PARIS – Atlet panahan Korea Selatan, Lim Sihyeon mencetak rekor dunia dengan 694 poin pada sesi pertama kualifikasi recurve putri di Olimpiade Paris 2024. Pertandingan yang digelar di Invalides Arena, Paris, pada Kamis (25/7) juga menjadi saksi kemampuan luar biasa dari tim Recurve Putri Indonesia yang lolos ke 16 besar.
Lim Sihyeon dari Korea Selatan mencetak rekor dunia baru dengan 694 poin, memimpin kualifikasi nomor recurve putri. “Ini adalah Olimpiade pertama saya, jadi saya ingin memberikan segalanya,” kata Lim seperti dilansir laman World Archery, Kamis (25/7/2024). “Saya mempersiapkan diri untuk itu. Dan kemudian saya hanya mencoba menikmatinya. Hasilnya pun mengikuti.”
Skor Lim dua poin lebih tinggi dari rekor dunia sebelumnya, 692, yang dicetak oleh Kang Chae Young pada Kejuaraan Panahan Dunia Hyundai 2019, dan 14 poin lebih tinggi dari rekor Olimpiade 680 yang dicetak oleh An San tiga tahun lalu.
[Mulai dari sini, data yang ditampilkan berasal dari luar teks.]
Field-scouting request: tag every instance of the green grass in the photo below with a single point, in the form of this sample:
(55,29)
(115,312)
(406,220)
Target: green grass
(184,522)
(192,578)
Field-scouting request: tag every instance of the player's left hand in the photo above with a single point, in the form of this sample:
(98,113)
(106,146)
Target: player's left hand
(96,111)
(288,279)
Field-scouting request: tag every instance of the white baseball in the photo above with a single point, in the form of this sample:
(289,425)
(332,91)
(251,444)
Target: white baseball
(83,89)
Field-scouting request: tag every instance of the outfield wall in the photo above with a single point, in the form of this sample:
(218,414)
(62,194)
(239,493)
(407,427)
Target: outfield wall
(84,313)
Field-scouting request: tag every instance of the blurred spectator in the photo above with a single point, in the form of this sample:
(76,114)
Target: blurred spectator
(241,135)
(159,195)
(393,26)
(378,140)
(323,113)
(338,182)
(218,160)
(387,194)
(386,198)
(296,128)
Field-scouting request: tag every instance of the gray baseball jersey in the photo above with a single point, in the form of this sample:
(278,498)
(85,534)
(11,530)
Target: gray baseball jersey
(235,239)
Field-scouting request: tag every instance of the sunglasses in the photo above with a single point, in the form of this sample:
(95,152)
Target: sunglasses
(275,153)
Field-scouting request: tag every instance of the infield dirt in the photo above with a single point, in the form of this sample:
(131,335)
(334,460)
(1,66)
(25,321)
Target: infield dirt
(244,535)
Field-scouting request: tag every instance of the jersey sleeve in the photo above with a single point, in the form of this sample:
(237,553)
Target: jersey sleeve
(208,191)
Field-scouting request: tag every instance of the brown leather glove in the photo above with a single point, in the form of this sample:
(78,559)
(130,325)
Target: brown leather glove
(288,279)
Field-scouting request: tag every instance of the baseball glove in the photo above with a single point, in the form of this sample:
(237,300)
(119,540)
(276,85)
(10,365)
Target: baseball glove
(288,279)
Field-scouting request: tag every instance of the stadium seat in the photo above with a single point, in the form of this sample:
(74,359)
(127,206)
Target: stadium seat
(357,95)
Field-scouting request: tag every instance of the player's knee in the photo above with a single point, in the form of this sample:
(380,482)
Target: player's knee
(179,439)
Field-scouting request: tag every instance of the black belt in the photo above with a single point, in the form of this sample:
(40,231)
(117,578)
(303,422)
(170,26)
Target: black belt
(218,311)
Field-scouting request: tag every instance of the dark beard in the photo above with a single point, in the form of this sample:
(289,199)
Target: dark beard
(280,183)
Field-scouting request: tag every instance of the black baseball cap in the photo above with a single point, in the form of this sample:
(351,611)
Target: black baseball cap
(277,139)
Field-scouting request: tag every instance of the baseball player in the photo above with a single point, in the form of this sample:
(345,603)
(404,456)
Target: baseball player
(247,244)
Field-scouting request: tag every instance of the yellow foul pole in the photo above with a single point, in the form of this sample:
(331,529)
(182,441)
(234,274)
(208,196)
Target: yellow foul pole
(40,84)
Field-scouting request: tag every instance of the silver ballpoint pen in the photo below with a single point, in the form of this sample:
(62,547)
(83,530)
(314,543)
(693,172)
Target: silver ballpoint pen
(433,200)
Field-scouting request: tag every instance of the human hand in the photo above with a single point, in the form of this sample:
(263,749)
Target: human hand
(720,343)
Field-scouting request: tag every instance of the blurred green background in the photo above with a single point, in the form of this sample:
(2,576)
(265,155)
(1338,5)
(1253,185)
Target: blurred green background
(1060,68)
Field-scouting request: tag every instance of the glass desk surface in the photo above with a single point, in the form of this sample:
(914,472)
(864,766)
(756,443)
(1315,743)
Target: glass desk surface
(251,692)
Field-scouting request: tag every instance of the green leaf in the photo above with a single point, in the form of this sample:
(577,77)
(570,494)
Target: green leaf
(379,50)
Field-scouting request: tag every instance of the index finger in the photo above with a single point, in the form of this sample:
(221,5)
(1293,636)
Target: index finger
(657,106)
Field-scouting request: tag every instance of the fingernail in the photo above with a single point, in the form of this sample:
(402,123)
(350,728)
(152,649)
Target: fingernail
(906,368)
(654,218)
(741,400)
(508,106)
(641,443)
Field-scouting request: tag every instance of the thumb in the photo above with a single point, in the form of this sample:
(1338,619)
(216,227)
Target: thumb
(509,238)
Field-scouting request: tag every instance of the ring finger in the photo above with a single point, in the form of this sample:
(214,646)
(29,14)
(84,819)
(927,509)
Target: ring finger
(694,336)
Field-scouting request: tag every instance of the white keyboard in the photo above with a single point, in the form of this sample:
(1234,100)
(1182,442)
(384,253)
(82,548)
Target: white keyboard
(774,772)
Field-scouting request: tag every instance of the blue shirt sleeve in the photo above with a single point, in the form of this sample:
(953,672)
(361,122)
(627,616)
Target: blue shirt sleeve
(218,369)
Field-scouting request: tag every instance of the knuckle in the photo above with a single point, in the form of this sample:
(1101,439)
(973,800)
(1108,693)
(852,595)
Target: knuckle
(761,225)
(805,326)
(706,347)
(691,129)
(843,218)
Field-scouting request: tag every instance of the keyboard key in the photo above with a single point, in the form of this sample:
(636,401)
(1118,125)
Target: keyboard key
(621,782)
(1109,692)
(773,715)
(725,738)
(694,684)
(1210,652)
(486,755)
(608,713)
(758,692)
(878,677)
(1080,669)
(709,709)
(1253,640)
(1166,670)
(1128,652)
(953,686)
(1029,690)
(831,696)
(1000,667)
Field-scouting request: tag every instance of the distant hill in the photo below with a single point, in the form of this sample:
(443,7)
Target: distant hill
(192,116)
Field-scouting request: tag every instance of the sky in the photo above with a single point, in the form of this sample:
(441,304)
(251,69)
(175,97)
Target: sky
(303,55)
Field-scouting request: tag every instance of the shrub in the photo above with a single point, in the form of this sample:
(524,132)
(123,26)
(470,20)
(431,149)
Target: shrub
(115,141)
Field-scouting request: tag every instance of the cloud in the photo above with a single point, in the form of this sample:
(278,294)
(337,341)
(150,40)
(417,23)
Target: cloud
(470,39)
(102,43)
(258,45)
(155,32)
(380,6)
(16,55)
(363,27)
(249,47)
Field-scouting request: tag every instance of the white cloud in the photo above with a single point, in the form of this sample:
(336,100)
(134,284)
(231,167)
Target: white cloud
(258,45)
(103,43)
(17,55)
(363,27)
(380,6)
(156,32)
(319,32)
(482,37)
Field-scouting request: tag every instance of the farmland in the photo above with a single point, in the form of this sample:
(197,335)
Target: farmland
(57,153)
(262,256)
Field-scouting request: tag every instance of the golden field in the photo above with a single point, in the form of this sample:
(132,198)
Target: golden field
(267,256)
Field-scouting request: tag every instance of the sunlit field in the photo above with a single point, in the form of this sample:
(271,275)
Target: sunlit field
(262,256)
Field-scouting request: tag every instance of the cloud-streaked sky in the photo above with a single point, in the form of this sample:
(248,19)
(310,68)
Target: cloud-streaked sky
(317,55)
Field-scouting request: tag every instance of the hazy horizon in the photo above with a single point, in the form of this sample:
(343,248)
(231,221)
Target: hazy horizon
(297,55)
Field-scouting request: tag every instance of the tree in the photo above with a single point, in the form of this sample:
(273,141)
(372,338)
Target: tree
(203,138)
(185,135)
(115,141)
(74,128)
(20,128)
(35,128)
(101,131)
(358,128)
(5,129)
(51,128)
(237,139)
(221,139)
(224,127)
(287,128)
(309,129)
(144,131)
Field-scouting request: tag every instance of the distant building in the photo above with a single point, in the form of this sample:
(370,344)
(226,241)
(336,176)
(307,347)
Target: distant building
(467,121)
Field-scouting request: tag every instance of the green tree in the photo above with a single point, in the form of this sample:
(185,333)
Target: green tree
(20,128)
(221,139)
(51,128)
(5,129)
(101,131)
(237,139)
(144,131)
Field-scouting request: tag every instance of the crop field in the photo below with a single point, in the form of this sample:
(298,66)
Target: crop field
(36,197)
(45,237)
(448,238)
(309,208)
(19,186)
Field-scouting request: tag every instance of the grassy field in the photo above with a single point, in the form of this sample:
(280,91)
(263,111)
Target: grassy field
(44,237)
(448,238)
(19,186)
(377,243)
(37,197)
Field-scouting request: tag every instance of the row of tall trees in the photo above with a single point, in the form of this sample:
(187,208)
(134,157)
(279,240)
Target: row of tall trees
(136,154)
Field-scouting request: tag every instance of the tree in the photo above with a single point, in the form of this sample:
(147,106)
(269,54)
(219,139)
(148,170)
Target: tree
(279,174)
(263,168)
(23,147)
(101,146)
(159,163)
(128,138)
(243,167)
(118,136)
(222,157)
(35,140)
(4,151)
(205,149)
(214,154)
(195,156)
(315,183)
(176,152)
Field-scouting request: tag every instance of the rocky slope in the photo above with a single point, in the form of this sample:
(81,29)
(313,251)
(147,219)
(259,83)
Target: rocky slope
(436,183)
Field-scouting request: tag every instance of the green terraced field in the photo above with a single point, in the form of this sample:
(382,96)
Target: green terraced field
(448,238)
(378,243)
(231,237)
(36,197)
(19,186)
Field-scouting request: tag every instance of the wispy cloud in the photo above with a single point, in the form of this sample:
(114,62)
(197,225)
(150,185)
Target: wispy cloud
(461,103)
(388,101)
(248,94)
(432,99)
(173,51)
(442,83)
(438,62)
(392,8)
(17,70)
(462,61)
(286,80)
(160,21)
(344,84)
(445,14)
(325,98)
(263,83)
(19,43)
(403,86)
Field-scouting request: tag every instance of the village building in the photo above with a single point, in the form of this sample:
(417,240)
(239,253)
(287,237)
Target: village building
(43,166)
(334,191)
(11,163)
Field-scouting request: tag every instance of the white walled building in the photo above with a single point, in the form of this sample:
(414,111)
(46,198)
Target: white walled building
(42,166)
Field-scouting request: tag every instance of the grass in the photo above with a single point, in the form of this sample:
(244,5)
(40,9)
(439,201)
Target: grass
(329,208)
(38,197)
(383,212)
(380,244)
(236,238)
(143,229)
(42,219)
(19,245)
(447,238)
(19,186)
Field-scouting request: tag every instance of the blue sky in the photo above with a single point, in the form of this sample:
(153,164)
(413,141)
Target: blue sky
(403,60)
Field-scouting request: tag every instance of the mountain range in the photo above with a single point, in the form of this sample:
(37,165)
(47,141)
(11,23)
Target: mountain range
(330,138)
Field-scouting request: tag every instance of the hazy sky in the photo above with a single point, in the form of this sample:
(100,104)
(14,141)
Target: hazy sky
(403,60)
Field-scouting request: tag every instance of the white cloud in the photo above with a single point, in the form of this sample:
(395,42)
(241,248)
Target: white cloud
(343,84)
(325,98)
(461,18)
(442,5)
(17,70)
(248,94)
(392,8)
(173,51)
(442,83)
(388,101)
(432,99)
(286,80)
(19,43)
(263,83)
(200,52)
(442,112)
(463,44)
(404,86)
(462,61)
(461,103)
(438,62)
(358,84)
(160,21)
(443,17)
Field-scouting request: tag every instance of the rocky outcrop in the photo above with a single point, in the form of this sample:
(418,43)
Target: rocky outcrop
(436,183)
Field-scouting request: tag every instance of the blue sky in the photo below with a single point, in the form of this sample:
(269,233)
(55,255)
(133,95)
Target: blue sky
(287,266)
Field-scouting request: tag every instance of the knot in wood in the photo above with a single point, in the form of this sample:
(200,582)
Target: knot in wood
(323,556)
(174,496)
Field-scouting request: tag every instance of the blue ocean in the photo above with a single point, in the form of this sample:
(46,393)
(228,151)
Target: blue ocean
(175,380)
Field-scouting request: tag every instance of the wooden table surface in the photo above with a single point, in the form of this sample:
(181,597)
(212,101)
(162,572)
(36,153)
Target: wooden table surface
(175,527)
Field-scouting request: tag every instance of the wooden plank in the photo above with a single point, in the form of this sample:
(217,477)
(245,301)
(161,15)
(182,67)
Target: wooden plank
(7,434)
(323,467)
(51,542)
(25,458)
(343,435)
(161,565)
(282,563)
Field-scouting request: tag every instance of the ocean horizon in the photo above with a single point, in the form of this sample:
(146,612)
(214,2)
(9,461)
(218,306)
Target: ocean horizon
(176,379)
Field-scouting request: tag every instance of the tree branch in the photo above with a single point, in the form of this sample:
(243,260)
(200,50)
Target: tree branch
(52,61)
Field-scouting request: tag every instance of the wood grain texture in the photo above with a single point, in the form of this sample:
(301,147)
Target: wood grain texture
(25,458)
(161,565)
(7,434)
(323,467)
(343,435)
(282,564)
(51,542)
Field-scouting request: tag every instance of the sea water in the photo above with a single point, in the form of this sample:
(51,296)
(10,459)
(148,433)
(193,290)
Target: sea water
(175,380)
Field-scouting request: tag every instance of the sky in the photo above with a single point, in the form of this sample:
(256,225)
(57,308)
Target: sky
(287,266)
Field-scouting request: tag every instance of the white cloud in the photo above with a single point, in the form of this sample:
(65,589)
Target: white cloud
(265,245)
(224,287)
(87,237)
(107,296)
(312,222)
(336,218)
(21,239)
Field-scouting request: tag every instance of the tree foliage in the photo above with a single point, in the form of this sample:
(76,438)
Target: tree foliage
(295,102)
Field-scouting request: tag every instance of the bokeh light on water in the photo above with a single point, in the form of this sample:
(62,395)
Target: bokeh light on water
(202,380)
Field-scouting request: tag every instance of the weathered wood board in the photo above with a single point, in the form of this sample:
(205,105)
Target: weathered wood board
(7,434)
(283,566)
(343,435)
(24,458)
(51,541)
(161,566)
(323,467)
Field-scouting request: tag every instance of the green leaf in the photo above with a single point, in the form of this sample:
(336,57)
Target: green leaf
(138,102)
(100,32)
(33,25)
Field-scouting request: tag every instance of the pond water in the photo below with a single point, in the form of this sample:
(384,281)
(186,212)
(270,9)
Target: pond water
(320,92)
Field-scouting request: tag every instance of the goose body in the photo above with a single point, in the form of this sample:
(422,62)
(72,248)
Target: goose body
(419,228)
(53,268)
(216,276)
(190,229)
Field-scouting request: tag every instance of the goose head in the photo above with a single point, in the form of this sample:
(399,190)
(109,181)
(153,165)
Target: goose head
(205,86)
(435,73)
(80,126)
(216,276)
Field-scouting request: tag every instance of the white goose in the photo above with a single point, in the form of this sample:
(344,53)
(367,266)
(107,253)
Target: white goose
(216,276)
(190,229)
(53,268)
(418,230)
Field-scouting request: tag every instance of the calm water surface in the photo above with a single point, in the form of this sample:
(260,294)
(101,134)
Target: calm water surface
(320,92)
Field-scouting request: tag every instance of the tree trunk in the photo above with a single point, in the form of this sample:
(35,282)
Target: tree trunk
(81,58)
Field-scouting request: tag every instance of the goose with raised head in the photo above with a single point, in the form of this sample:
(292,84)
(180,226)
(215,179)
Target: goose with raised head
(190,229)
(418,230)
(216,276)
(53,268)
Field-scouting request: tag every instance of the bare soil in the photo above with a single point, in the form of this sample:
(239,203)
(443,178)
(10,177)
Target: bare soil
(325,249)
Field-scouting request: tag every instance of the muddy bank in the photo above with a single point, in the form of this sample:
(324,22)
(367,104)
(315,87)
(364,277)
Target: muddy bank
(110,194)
Dalam cuaca yang nyaris sempurna, Lim hanya kehilangan tujuh poin dari 36 anak panah pertamanya dan berada di jalur untuk menyelesaikan ronde dengan 700 anak panah. Hanya dua pemanah pria yang pernah mencapai angka signifikan tersebut. “Saya tidak melakukan persiapan yang berbeda,” tambahnya. “Tetapi ekspektasi orang-orang berbeda untuk kompetisi ini.”
Sebagai satu-satunya pemanah di skuad putri Korea yang memiliki pengalaman internasional sebelum musim ini, tekanan ada di pundak Sihyeon untuk memberikan penampilan terbaik. Ia menjawab tantangan itu sejak awal. Angin sepoi-sepoi berhembus tepat saat jeda babak pertama berakhir. Meskipun Lim tidak dapat mempertahankan kecepatannya di awal pertandingan, ia tetap memberikan penampilan yang luar biasa. “Kualifikasi hanyalah awal dari segalanya. Jadi alih-alih merasakan tekanan, saya akan mencoba untuk melewatinya, satu per satu,” ujar Sihyeon.